Revenue will grow in single digit for the second straight year (albeit nearly double that of last fiscal) and after logging a compound annual growth rate of 21 per cent between fiscals 2021 and 2023, said a Crisil Ratings report.
Domestic demand accounts for 75 per cent of the industry’s sales (in tonnage terms), while the rest is exported.
“About two-thirds of the domestic demand is from the replacement segment and the rest is from original equipment manufacturers (OEMs),” said Anuj Sethi, Senior Director, Crisil Ratings.
This fiscal, replacement demand, mainly from commercial and passenger vehicles, will drive volume growth, while OEM demand is expected to rise only 1-2 per cent due to slow growth in commercial vehicle sales, he added.
With capacity utilisation at 80 per cent, tyre manufacturers “rated by us are investing Rs 5,500 crore this fiscal,” the report added.
“To support domestic tyre manufacturers, the Indian government has extended the countervailing duty on Chinese radial tyres for five years to ease competition,” said Naren Kartic.K, Associate Director, Crisil Ratings.

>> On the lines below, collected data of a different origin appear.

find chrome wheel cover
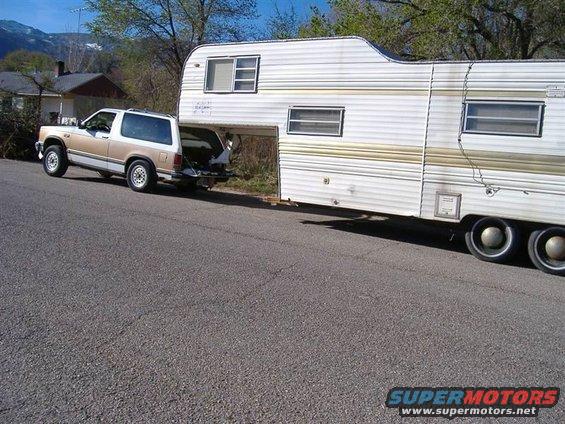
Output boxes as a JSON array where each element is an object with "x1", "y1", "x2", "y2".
[
  {"x1": 45, "y1": 151, "x2": 59, "y2": 172},
  {"x1": 131, "y1": 165, "x2": 147, "y2": 188},
  {"x1": 470, "y1": 218, "x2": 513, "y2": 258},
  {"x1": 533, "y1": 230, "x2": 565, "y2": 272},
  {"x1": 545, "y1": 236, "x2": 565, "y2": 261}
]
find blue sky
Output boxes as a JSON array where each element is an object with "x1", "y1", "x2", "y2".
[{"x1": 0, "y1": 0, "x2": 329, "y2": 34}]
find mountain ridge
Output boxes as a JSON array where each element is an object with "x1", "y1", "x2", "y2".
[{"x1": 0, "y1": 20, "x2": 105, "y2": 59}]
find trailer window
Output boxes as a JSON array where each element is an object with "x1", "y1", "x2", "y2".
[
  {"x1": 205, "y1": 56, "x2": 259, "y2": 93},
  {"x1": 463, "y1": 101, "x2": 544, "y2": 137},
  {"x1": 287, "y1": 107, "x2": 344, "y2": 136}
]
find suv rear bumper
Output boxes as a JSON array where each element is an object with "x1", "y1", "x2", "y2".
[{"x1": 168, "y1": 169, "x2": 235, "y2": 183}]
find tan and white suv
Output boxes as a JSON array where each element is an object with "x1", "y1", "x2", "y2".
[{"x1": 36, "y1": 108, "x2": 234, "y2": 192}]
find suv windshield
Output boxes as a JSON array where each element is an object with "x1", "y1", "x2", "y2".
[{"x1": 84, "y1": 112, "x2": 116, "y2": 133}]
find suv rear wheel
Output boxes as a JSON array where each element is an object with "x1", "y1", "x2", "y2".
[
  {"x1": 43, "y1": 145, "x2": 68, "y2": 177},
  {"x1": 126, "y1": 160, "x2": 156, "y2": 193}
]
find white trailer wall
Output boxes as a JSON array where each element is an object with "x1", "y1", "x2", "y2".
[{"x1": 179, "y1": 37, "x2": 565, "y2": 226}]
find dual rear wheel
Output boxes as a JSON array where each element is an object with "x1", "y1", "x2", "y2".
[
  {"x1": 527, "y1": 227, "x2": 565, "y2": 276},
  {"x1": 465, "y1": 217, "x2": 564, "y2": 276}
]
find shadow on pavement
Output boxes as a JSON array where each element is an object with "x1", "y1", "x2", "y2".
[
  {"x1": 68, "y1": 175, "x2": 365, "y2": 219},
  {"x1": 300, "y1": 216, "x2": 535, "y2": 270},
  {"x1": 68, "y1": 175, "x2": 536, "y2": 270}
]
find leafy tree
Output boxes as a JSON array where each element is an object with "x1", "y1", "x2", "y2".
[
  {"x1": 86, "y1": 0, "x2": 258, "y2": 77},
  {"x1": 267, "y1": 3, "x2": 301, "y2": 40},
  {"x1": 0, "y1": 51, "x2": 56, "y2": 159},
  {"x1": 300, "y1": 0, "x2": 565, "y2": 60},
  {"x1": 117, "y1": 41, "x2": 178, "y2": 113},
  {"x1": 0, "y1": 50, "x2": 56, "y2": 72}
]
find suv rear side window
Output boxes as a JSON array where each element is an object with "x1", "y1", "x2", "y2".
[{"x1": 121, "y1": 113, "x2": 172, "y2": 145}]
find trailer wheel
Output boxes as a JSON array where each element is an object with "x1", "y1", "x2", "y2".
[
  {"x1": 528, "y1": 227, "x2": 565, "y2": 276},
  {"x1": 465, "y1": 217, "x2": 520, "y2": 263}
]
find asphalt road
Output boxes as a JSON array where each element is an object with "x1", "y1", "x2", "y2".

Realisation growth will be staggered throughout this fiscal as tyre makers are raising prices gradually to offset the surge in the price of natural rubber, which constitutes about half of the raw materials needed.
Volume growth, meanwhile, will be driven by replacement demand, according to the report.
It further stated that strong balance sheets and gradual capacity expansion will keep the credit profiles of tyre makers stable.
On the exports front, growth is expected to be muted at 2-3 per cent this fiscal due to weak demand in key markets such as North America and Europe, which make up about 60 per cent of India’s total exports.
Moreover, supply-chain disruptions due to geopolitical concerns have led to higher freight costs and longer transit times, weighing on export demand, the report mentioned.
Meanwhile, the sharp rise in natural rubber prices is due to a global shortage caused by inclement weather in major producing countries such as Thailand and Vietnam, which account for about half of the global production.